Baird v. Lindblad
Before: Adams
ADAMS, P. J.
Plaintiff brought this action to recover the sum of $1,294.80, which it is agreed is the unpaid balance due under a lease by which plaintiff (and her husband, since deceased) leased land to defendant for the growing of tomatoes. It is conceded that the total amount of the rental for the term of the lease was $3,850, upon which defendant paid, at different times, the total sum of $2,555.20, leaving an unpaid balance of $1,294.80. The lease which was dated March 10, 1944, was for a term of nine months from March 1, 1944.
[204]
It was prepared by defendant, the lessee, upon a printed lease form, with portions filled in by typewriting. Following the printed recitation therein that the rental was payable in lawful money of the United States in advance, “in the manner following, to wit: ...” defendant inserted in typewriting, “Last half of first payment due May 1st. Balance due from Riverbank Canning Co., after R.A.C.C. Crop mortgage has been satisfied.” He based his defense to plaintiff’s action upon the ground that the foregoing language shows that the last half of the rental payable under the lease was to be paid out of a special fund, and that said fund never came into existence; that is, that said last half of the rental was to be paid out of any moneys in the hands of the Riverbank Canning Company, to whom defendant sold a portion of his tomato crop, and that, because the crop mortgage which had priority was never satisfied and there was no balance due defendant from that company, plaintiff cannot recover. The trial court rendered judgment for plaintiff and this appeal followed.
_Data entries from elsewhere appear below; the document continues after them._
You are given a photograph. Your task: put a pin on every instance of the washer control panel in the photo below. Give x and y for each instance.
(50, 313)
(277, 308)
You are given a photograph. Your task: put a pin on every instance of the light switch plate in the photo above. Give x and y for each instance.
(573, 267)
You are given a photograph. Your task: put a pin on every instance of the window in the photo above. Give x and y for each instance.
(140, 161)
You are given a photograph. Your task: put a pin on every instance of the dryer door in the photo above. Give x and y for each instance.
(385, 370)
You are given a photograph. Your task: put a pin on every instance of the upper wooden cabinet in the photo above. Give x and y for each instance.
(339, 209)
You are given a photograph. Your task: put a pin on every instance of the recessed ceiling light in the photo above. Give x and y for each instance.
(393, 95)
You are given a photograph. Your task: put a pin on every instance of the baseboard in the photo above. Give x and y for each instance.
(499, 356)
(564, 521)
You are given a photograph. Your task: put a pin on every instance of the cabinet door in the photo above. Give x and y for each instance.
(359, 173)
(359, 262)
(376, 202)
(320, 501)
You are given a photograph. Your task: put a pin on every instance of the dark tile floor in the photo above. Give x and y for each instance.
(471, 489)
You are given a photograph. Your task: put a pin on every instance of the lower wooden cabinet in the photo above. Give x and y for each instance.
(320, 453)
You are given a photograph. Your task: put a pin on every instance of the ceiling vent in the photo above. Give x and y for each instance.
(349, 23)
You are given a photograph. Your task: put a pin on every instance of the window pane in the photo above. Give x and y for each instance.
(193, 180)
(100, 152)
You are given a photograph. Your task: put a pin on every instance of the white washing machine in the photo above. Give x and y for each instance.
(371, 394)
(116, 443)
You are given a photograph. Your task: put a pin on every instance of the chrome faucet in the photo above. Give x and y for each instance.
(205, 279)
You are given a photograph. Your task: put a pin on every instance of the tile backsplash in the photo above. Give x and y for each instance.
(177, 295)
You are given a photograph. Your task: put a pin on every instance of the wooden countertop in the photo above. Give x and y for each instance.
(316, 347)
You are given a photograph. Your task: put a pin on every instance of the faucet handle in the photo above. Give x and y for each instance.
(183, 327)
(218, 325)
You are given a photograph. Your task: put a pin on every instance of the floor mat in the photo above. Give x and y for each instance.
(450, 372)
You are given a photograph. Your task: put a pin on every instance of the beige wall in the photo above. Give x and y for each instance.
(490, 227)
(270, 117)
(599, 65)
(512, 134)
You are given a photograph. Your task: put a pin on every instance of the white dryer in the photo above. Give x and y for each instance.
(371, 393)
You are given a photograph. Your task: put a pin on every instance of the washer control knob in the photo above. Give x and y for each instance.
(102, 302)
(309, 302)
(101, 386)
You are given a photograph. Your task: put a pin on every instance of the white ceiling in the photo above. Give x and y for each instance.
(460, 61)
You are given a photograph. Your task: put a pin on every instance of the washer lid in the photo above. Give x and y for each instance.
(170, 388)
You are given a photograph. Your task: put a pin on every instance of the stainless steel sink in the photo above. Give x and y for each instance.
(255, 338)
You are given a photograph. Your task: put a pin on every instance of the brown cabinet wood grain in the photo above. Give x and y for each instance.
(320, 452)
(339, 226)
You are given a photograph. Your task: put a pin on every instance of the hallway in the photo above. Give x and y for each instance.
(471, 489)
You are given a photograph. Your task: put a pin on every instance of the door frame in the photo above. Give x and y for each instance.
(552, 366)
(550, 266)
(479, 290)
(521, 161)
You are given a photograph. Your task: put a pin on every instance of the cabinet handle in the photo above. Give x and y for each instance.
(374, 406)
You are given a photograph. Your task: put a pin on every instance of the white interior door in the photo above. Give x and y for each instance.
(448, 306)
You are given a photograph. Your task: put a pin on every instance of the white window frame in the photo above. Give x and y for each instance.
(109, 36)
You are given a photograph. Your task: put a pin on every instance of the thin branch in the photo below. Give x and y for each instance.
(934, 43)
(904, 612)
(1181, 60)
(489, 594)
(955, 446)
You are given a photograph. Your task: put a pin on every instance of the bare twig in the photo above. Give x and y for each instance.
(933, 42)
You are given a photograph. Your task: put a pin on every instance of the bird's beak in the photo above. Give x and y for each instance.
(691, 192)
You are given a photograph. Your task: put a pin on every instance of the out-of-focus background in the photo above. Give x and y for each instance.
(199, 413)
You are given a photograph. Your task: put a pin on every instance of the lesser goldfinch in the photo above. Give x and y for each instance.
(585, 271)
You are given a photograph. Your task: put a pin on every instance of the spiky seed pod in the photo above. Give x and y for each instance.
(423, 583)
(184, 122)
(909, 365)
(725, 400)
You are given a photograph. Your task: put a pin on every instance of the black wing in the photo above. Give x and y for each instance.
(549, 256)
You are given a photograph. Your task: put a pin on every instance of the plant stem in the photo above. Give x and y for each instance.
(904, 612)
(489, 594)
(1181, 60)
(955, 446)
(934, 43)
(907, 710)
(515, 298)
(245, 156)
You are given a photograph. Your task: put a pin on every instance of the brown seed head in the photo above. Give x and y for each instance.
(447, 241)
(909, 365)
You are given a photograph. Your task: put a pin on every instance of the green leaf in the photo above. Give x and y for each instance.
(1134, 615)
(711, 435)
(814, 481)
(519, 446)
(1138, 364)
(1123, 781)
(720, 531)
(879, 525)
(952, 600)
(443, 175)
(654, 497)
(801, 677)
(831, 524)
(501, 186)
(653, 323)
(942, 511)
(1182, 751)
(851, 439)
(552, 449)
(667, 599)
The evidence in the case shows the following pertinent facts. Defendant did not deliver the whole of his tomato crop to Riverbank Canning Company, but sold a portion of it to others. After he had paid the first half of the rental due plaintiff, he promised to pay her the balance out of moneys he said he was to receive from dragline work he was doing for a Mr. Cooling. He also promised her he would pay such remainder from moneys he would receive from similar work he was to perform for a Mr. Hershey. Defendant authorized plaintiff to dispose of some tomato dust he had left on the rented premises, and apply the proceeds to the balance of the rental. Plaintiff received $430 for same and it was so applied. Defendant also authorized plaintiff to collect the proceeds of the sale of sheeting and lumber left on the premises and apply the proceeds on the rental balance. Plaintiff received $375 from this transaction. Defendant never denied that he owed plaintiff the balance sued for, nor contended, until her suit was filed, that such balance was payable out of a special fund which never came into existence.